Looking back, I can see that it has rung true more than once throughout my life and career. Maybe it’s not a new idea, but it occurred to me that it could be helpful to others undergoing similar transitions or questions, so I thought it was worthy of inclusion in this blog.
It bears noting that musicians’ lives don’t necessarily fit a “normal” mode, because of the travel, the obsession with our art, and for various other reasons. The artist’s lifestyle isn’t necessarily thought to be conducive to raising a family, making money, getting up early, living a square or “stable” life… I always thought it was exactly what I wanted, and still do in some ways. But there have been 5 or more years during which I have never been in one place for two weeks straight. (As they say, “be careful what you wish for”). The fact is, I got almost everything I dreamed of and then realized that my dream was changing, sort of… (Young people, take note- your goals and values may change. You’ll be aiming for something you know you want, and ten years later when you’ve got there, find that you’re suddenly someone else, with different goals.)
Eight years ago I had built up a life as a jazz musician in my hometown of Columbus, Ohio. I was able to make good money playing music on my own terms mostly, without working too hard. I had a good reputation and lot’s of contacts. My daughter, Camille, was four years old.
I had been trying to grow my career by traveling to perform, attend conferences, meet influential industry people, etc… Then it occurred to me that if I brought players in from NYC to play with me in Columbus, I could develop meaningful relationships with them and perhaps impress them enough that they would hire me to play in NYC and around the world.
Some of the players I brought to town included David Murray, D.D. Jackson, Greg Osby, and Billy Hart-all big time artists that I hoped to connect with. Luckily enough, D.D. Jackson recognized something in me that he felt he could utilize, and he brought me to NYC to record, rehearse, and perform. While in New York, I reached out to other people and acquired other possibilities to work, with people like Akua Dixon and Steve Turre.
People I met in NYC advised me to move. They couldn’t understand why I would stay in Columbus. NYC is, after all, the center of the universe for a jazz musician. I thought it would be problematic to leave Columbus as long as my daughter lived there. How could I leave my daughter? It seemed implausible, unthinkable. Making such a change just wasn’t going to happen, or so it seemed.
For more information about my work and me, you can visit my site at http://www.christianhowes.com/education
Thanks for your advice! This oftens happens. Sometimes, one is forced to change his goals too even if one doesn't necessarely wants ; ) It is very kind to give advice and share experience with younger ones who obviously pass by such decicions...
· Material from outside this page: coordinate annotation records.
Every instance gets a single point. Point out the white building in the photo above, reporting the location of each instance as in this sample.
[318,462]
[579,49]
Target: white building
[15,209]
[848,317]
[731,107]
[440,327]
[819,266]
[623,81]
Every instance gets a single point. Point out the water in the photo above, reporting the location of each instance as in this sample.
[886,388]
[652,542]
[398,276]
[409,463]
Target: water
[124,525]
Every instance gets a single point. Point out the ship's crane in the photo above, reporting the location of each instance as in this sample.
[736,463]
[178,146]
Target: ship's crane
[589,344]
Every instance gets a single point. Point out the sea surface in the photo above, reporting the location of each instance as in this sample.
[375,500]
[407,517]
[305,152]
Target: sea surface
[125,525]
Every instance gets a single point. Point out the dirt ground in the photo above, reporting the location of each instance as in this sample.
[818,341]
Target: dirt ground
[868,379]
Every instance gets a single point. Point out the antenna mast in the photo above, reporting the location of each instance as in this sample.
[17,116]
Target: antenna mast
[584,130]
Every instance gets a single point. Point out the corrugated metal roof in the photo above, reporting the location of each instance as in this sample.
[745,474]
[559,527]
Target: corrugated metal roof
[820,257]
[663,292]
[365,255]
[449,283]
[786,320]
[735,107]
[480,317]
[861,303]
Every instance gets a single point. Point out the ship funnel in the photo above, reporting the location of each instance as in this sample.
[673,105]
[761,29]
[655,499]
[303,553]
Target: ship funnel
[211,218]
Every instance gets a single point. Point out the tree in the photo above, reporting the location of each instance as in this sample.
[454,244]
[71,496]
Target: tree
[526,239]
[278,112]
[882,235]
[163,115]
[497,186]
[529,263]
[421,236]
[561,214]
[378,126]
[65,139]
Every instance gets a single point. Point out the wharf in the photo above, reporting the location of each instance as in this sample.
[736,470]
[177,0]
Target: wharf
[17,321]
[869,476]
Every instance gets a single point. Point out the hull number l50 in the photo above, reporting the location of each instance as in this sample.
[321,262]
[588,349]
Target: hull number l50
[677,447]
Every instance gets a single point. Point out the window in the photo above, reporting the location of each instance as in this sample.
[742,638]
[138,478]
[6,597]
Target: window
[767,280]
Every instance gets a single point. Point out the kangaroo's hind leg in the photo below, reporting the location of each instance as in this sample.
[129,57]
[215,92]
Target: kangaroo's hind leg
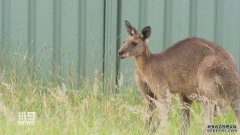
[185,114]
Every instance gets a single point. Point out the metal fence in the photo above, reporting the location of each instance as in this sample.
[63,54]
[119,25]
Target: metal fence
[81,37]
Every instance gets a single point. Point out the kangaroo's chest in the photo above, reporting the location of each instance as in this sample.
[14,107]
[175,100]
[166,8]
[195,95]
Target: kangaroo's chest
[153,80]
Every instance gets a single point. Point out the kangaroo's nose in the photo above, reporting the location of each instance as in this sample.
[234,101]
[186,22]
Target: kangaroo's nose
[120,52]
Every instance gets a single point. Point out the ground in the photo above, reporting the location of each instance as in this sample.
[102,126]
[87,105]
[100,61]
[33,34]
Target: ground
[64,111]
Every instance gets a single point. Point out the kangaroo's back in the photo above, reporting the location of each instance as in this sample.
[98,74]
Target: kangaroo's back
[196,68]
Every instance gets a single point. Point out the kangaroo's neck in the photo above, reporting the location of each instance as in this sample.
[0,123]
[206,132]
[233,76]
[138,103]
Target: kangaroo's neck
[143,60]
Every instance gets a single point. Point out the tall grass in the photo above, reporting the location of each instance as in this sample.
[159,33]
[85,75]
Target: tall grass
[63,109]
[85,111]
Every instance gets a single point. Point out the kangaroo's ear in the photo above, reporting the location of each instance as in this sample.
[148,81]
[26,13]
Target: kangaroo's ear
[146,32]
[130,29]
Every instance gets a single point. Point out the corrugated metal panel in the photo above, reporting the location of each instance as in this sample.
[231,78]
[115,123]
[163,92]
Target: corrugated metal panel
[80,38]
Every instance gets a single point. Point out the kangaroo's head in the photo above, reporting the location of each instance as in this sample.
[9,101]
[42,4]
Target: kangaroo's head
[136,42]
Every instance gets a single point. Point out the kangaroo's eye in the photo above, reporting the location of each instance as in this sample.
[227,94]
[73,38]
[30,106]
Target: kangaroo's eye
[134,43]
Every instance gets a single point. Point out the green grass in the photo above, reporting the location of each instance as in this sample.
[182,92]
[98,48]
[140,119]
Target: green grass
[86,111]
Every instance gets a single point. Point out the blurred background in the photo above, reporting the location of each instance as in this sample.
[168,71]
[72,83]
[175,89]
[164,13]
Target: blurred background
[79,39]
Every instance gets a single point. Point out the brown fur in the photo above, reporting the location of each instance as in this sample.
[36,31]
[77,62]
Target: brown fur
[196,68]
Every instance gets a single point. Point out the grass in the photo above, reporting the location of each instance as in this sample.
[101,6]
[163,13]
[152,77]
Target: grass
[87,111]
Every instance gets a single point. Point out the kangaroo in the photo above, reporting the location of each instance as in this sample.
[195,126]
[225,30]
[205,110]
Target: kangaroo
[195,68]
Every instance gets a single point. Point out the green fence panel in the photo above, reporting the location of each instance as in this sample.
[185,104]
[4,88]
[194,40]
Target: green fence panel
[79,39]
How cool that you really care about your daughter! Kids know when parents care about them and give it back too!
I'm all for parents who actually make the extremely important choice to parent their kids, sometimes at the perceived expense of advancing a career. It's something intangible, perhaps, yet more rewarding and beautiful than any career move could ever be. Thank you for sharing this! And good on ya for your creativity and bringing artists to you!!! Wonderful!
Something seems cutoff here. I am anxious to read the rest of the story.
haha,,i share corwin's sentiment:)
it is a set-up for an interesting direction but it is probably around the corner...
me too... we've heard of paradise lost, but what of paradise gained?
I loved your account and advise - there are definite parallels in my own life and, I suspect, (although to a far less extent) for most people that develop a career. Our 'modern' life has such specialization that 'the' job is almost invariably in some other city. Worse, when one career person marries another, something has to give.
One way it can work out is that by succeeding at the career choice opportunities open up and then you get some freedom to select your location. That happened to me: after living in places I really hated for 20 years or more I was able to pick a place I love to also do what I love.
Well, I think I might know.......... back in the 80's when I was hobb-knobbing around clubs playing bass for bands I heard stories like this wonderful story from guys in their 40's & even 50's, not just local talent but actual rock stars (I worked for H&H Music in Houston at the time and met many neat people).
There comes a point in a Musician's life (if he/she has a family) that they realize that their greatest creation and contribution to the world........ is their child/children. In the end, which did you make Gold/Platinum.. your albums or your children? And which should you make/have made such?
Christian - you're in Brooklyn now? How are the gigs? How is it with your daughter?
BTW -LOVE your picture - she's a treasure...
Looks like her Papa- I bet she's a daddy's girl! What a sweetie!